As with other treatments not approved in the US but deemed necessary for a particular patient, the drug was being imported by many patients for approximately $1,200 per year of treatment. On February 9, 2017, deflazacort was approved by the FDA for DMD patients 5 years of age and older. The decision was based on the safety and efficacy data from 2 key trials. In a study of 196 DMD patients between ages 5 and 15 who had symptom onset before age 5, patients taking deflazacort demonstrated improvements in a clinical assessment of muscle strength across a number of muscles compared to those taking placebo. Muscle strength was maintained in the deflazacort arm through the 52-week trial. In a separate study of 29 patients that lasted 104 weeks, deflazacort demonstrated a numerical advantage over placebo on an assessment of average muscle strength.

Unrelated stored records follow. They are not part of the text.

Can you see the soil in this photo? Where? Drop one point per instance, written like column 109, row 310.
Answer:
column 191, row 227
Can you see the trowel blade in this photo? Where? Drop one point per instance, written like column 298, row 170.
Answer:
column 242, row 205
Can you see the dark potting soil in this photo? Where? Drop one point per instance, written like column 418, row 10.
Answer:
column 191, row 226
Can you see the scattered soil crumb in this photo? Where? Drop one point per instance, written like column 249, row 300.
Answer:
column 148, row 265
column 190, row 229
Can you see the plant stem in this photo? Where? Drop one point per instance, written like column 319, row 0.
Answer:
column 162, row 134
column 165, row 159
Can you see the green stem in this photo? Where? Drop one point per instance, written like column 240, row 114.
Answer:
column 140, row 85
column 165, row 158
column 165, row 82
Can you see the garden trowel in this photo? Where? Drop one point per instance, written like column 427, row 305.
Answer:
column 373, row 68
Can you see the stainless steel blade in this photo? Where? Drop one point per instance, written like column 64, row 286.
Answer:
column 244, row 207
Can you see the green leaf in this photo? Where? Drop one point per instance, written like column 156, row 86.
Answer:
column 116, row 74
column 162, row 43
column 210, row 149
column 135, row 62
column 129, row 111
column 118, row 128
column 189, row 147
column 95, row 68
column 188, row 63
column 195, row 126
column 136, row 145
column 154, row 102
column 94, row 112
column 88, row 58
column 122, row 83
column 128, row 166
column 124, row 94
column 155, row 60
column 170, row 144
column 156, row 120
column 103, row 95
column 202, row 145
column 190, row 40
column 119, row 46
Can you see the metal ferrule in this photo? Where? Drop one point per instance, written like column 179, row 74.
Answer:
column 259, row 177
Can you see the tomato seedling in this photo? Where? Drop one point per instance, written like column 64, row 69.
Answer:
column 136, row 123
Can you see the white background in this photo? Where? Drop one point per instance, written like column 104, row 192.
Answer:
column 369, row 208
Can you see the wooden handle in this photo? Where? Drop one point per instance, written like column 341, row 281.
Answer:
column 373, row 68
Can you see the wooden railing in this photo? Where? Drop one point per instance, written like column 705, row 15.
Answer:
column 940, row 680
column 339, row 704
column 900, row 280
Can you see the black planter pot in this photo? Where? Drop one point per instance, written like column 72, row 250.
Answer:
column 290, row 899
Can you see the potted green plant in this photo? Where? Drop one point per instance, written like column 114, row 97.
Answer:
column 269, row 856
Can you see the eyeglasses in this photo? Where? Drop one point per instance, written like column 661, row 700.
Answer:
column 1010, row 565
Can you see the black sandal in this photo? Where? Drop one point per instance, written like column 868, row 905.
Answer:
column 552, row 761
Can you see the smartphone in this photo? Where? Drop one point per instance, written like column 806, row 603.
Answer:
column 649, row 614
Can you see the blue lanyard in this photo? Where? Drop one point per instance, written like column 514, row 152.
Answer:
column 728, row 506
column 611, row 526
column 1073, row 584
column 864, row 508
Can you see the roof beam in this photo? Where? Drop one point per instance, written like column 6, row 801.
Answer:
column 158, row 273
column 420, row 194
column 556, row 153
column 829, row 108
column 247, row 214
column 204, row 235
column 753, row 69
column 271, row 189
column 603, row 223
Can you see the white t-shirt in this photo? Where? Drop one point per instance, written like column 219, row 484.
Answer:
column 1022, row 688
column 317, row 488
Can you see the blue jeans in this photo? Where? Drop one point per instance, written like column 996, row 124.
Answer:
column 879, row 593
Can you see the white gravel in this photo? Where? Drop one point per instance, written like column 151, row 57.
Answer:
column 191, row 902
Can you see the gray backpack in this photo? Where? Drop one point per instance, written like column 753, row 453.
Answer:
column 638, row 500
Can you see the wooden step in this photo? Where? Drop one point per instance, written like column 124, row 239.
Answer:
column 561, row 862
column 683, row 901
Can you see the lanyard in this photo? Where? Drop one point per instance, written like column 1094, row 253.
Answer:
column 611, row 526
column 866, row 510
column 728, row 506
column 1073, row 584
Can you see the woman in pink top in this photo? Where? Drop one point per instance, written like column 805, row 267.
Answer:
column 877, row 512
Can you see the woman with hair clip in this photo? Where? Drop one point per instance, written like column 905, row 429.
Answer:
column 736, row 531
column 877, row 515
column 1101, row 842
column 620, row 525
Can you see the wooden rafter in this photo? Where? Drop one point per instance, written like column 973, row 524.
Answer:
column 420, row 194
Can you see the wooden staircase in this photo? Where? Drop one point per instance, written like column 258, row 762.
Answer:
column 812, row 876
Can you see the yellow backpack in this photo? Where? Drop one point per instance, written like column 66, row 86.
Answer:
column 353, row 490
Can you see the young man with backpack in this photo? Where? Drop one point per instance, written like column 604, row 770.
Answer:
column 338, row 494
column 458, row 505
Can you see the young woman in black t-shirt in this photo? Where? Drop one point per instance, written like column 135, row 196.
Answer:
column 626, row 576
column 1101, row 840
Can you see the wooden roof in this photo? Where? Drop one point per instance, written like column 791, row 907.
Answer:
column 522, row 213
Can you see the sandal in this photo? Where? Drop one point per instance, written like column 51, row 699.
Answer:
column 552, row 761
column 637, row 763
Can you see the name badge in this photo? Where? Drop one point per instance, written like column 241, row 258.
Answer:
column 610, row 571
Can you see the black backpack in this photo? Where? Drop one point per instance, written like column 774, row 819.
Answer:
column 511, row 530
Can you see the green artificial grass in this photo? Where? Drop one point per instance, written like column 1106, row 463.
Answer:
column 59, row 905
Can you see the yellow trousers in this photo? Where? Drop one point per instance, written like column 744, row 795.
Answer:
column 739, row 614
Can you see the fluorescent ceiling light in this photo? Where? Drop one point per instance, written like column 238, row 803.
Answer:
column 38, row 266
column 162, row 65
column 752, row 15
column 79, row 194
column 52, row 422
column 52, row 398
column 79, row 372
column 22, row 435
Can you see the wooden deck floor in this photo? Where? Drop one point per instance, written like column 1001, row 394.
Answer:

FDA approval may allow for increased patient access to deflazacort in the US. The initial list price set at $89,000 (before rebates and discounts) triggered criticism from patients, prescribers, and payers who sought greater transparency in price setting. Shortly after initial pricing was announced, Marathon Pharmaceuticals (Marathon), which had led commercial development, released an open letter to the Duchenne community as it placed commercialization plans on hold. The letter highlighted that Marathon-sponsored research increased understanding on proper dosing, potential side effects, and drug-to-drug interactions associated with deflazacort. While the company maintained its goal was to expand access to deflazacort, it noted that several factors influenced its price-setting decision making, including research and development (R&D) investment, resources needed to complete phase 4 studies, ability to fund future R&D, and ability to ensure broad patient access through insurer reimbursement and its patient assistance program. While the letter emphasizes that Marathon anticipates patients will only be responsible for a standard $20 out-of-pocket copay, there were access concerns across stakeholders. While commercial development plans for deflazacort were on hold, it was announced that the medicine’s licensing rights were sold to PTC as part of a $140 million+ deal. PTC has announced deflazacort will be launched at a new reduced annual net price of $35,000.
While recent drug approvals mark advances in clinical management, DMD remains a devastating disease in need of continued research. Examining the limited number of recent HTA and reimbursement decisions illustrates some of the common challenges in evidence generation and reimbursement experienced by rare disease manufacturers. However, with few formal appraisals complete, much remains unknown. To sustain investment in innovation that improves outcomes, there must be affordability for all stakeholders including patients, prescribers, payers, and society.